Media focused on who the killers were, how they got their guns, asking why there isn’t a demand to stop the bloodshed. All important questions the media should ask. The answer, in part, is the insanely easy availability of weapons designed for one purpose only - to kill people. Automatic weapons like AK47s are not used for hunting for food or self-defence against a bear in the wild charging at a child. They are meant to kill men, women and children like those doing nothing more than responsibly searching for notebooks, tablets and backpacks.

How does America, which considers itself the leader of the free world, continue to allow the flow of such weapons as easy to come by at a gun show as a cheeseburger? The fathers of the Constitution who included “the right to bear arms” could not gaze into the future to see what havoc they inadvertently wrought. If they knew, I suspect they would be pounding on the grass above, begging to be released from below to reconvene and re-write.

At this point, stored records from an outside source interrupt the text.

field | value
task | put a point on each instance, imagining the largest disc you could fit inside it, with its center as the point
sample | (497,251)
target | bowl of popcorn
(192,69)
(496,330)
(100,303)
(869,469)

Combine that ease of access to high-powered weapons in an environment of hatred and distrust stirred up by US President Donald Trump. And while I am certainly not a member of the Trump fan club, I think blaming a man who has shown total disdain for the underprivileged, the foreign, even going so far as chanting “Send her home” - referring to a democratically elected US Congresswoman of Moslem faith - stops short of understanding the real underlying cause. What Trump may be contributing to the anger does not affect the masses, after all. Many are angry, but they don’t pick up guns or post hate-filled rhetoric on social media. They may fume silently or among friends, but they do not become domestic terrorists.

So in an environment conducive to distrust and mistrust, to expelling those who are different, or looking suspiciously instead of with compassion for those whose survival is endangered, what causes one person to cross the line when tens of thousands of others do not. What causes the abhorrent behaviour?

Why did one Parkland, El Paso or Dayton shooter do it and not thousands of others when the hatred was spewed evenly across platforms?

Think of the movie The Shape of Water. If you haven’t seen it, you missed one of the best movies ever made. The 2017 film, the most unlikely story of a love affair between a mute woman and a fish-like god from South America caged by Americans bent on understanding his unearthly powers, won Oscars for Best Picture and Best Director. If the attraction between the two bordered on fantasy bizarre, the underlying forces were undeniable. Both were marginalised characters. Their marginalisation led to behaviour that would have been totally out of character for more ordinary counterparts. “When he looks at me, he does not know I am incomplete,” mouths actress Sally Hawkins, playing the mute cleaning lady in the lab whose fascination with the caged “monster” deepens until she does the unthinkable, crashing the cage, flooding the tightly secured lab, freeing the trapped man-animal-god-creature inside.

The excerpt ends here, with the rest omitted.